In a sense, this question is essentially a restatement of our original inquiry: What made us Jews then is what makes us Jews today. But what exactly is that?
Sinai Qua Non
Among the competing definitions of Jewish peoplehood, the one offered by Rabbi Saadia Gaon (Rasag), the great tenth-century Iraqi sage, seems to answer both our questions in a single sweep. Almost as an aside, in his monumental Emunot v’Deot, in the midst of a polemic against Christian claims regarding the obsolescence of Torah law, he argued that the Torah must be considered forever binding, and offers the following proof:
Since our Israelite nation is a nation only by virtue of the Torah, and since the Creator said that His nation would endure like the heaven and the earth, then most certainly the Torah will endure like the heaven and the earth.
Our nation is a nation only by virtue of the Torah. The Rasag’s oft-quoted declaration is more than just a pragmatic argument for Torah study. When once asked about the secret to the perseverance of the Jewish people by a group of college students, the Lubavitcher Rebbe’s response bore unmistakable shades of those of the Rasag.
If we study Jewish history, we see that all things change: the language, the territory, the government, the clothing, the culture and the outside world. Here we speak English; in Russia the Jews speak Russian; in the land of Israel, Hebrew. The same differences existed one thousand years ago also, and the only unchanged thing in all these years is the commandments (mitzvahs), the precepts we perform in daily life.

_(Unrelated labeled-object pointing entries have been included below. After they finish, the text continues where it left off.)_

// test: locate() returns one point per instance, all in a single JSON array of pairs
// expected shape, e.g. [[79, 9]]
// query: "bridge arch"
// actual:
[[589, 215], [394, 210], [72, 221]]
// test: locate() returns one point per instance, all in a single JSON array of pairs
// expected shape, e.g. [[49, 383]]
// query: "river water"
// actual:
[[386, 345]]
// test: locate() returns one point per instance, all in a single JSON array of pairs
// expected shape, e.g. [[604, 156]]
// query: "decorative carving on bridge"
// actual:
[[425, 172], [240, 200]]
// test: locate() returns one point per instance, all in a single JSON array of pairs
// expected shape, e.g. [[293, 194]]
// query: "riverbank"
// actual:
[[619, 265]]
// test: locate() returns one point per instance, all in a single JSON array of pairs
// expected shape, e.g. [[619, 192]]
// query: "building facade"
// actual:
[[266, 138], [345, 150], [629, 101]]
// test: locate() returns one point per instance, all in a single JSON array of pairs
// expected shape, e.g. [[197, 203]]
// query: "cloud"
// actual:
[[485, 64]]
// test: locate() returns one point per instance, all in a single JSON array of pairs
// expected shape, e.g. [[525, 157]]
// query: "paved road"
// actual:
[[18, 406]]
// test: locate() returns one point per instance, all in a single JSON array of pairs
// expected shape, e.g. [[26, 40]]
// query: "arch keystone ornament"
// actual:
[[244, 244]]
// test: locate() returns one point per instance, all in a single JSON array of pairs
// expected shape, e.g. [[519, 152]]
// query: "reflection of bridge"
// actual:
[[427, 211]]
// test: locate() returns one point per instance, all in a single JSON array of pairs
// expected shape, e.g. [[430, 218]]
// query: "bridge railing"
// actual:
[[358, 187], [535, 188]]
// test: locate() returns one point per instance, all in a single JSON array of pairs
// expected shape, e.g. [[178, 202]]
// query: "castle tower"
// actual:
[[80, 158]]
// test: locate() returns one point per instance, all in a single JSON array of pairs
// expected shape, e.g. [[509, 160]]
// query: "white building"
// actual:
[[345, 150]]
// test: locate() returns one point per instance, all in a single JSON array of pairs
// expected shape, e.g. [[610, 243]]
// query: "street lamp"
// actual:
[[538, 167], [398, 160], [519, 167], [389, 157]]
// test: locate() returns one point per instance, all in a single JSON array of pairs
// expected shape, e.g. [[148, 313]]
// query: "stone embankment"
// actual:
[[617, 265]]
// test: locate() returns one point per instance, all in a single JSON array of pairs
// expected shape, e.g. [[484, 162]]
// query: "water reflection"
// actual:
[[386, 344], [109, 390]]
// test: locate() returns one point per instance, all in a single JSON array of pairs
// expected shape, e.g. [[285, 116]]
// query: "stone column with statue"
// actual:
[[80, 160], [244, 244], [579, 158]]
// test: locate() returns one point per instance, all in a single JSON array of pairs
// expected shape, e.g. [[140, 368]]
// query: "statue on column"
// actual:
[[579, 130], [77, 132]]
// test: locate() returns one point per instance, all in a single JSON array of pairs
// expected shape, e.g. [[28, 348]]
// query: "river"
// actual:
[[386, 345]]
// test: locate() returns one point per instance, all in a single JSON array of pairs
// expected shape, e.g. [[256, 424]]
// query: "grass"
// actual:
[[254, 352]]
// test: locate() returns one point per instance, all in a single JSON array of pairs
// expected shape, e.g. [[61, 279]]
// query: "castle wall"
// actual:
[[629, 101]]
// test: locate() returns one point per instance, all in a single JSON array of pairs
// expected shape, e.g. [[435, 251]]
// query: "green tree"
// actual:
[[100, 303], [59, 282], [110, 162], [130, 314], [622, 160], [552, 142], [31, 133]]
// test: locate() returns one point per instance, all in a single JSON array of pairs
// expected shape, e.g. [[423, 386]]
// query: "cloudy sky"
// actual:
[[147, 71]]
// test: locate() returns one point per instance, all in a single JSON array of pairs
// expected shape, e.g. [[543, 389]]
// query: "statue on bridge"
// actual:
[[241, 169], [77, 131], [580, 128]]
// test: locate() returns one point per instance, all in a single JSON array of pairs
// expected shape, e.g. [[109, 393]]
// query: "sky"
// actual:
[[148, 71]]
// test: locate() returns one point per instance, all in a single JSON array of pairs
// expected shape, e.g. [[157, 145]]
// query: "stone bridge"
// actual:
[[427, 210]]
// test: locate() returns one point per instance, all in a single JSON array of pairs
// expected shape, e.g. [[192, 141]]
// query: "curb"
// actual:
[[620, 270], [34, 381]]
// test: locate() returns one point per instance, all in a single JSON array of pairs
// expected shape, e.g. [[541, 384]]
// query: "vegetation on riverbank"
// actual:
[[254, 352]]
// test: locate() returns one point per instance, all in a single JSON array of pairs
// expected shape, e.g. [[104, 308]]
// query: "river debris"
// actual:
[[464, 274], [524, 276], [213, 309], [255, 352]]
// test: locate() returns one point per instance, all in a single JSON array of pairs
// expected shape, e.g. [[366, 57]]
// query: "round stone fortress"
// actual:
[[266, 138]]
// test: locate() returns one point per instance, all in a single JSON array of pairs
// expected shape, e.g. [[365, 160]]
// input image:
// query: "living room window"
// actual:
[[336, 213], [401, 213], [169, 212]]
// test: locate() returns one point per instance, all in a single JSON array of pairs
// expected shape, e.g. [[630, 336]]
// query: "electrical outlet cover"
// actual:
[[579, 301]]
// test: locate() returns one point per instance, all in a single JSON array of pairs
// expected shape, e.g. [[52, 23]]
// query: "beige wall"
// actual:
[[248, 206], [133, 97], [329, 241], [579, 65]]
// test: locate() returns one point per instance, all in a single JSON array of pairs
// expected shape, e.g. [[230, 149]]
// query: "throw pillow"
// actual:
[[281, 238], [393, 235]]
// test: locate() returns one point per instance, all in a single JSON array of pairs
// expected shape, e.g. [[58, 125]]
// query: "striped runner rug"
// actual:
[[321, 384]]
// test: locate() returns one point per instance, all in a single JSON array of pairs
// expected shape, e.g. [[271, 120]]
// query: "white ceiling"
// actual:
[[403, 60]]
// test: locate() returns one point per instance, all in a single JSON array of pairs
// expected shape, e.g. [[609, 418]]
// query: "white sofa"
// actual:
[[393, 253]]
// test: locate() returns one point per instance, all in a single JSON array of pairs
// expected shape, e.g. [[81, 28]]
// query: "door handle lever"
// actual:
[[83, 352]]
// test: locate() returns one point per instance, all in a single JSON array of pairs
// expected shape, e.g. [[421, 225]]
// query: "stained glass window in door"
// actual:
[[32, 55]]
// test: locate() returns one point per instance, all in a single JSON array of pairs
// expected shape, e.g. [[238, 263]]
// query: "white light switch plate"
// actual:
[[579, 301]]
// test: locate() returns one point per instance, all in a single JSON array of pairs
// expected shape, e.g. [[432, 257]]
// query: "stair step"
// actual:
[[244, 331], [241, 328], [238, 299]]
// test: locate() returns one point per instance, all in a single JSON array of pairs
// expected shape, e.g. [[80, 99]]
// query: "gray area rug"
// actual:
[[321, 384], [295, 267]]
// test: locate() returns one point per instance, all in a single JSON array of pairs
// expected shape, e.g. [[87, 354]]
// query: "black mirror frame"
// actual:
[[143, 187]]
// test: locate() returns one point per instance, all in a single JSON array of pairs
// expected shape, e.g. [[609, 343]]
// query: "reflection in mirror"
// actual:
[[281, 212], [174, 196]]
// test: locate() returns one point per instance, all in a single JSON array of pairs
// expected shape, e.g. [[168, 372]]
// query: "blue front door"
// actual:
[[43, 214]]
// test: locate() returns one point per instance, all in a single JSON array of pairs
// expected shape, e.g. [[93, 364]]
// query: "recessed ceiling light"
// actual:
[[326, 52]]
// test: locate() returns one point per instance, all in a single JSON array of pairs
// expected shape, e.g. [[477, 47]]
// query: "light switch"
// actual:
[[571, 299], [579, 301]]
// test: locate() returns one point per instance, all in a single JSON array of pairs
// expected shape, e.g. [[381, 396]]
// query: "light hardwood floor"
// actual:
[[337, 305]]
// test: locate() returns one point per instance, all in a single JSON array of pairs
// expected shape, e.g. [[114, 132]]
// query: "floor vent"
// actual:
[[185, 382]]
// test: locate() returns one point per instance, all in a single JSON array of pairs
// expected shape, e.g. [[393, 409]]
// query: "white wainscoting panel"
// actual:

With the Rebbe’s measured, almost scientific approach, we arrive at an answer to the question of survival, but we can take it further. If commitment to Torah observance is the single strand running through Jewish history, it must be a key constitutive element of our peoplehood, not just an explanation for our survival. That is, without the Torah, the Jewish people would never have been a people to begin with.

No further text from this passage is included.